Florian De La Salle
Né⋅e en 1985
Vit et travaille à Bruxerolles
Florian de la Salle vise à la qualité d’un lien entre le geste et la matière. Ce qui caractérise ce lien, c’est une souplesse qui concilie rigueur et détente, résistance et poussée, centre et périphérie. Le geste assemble, grave, sculpte, moule, bobine, malaxe, combine, coupe, colle, enfonce, plie, dessine, restaure, prolonge, colore, enroule, et la liste s’allonge au fur et à mesure des actions. Il concentre l’épaisseur vitale du corps, porte la puissance de la pensée, libère l’énergie sous divers modes d’émanation et d’inspiration, oblige à la fois à la recherche et à la saisie rapide. La matière a la compacité et la bienveillance, l’euphorie et de la dureté, l’incertitude et l’appétence, l’assurance et la transparence, l’appel et la promesse, l’éclat et l’insistance du bois, de la cire d’abeille, de la paraffine, du fil de cuivre, du Plexiglass, du béton résine, du miroir, du papier buvard, du sel, de l’émail, de la porcelaine et de bien d’autres sollicitations. Sans baisser la garde, sans méconnaître ni les dangers ni les illusions, elle se prête à toutes les incursions, répond à tout ce qui la déplace, la surprend et l’amène à son degré le plus élémentaire où elle entre en résonance avec elle-même et s’affirme avec le plus d’ardeur.
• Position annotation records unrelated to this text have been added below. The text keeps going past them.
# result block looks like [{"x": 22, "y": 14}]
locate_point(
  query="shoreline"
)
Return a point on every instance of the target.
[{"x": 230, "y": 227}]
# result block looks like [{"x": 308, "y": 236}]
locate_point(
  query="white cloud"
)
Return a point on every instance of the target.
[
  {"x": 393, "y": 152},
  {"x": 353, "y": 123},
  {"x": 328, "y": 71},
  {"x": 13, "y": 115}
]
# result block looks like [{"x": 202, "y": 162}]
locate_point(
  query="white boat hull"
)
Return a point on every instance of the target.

Le geste et la matière ne s’ouvrent l’un à l’autre, ne se livrent réciproquement dans toute leur ampleur qu’en se laissant mutuellement pénétrer. Or ceci ne peut se faire que par une relation sans cesse redistribuée et basée sur des valeurs d’accueil et d’échange. Il en résulte une présence constante de l’expérience plurielle qui ébranle l’ordre acquis, provoque et entrelace l’apparition des différences et l’évidence des corrélations, et engage le processus de leurs nécessaires mutations. Le geste se dote ainsi de sa propre matérialité et, sans se confondre, s’accorde à la substance qui l’a généré. La matière participe à une connaissance du geste et se plie à l’exigence de sa mise à l’épreuve, sans perdre le contrôle de ses ressources.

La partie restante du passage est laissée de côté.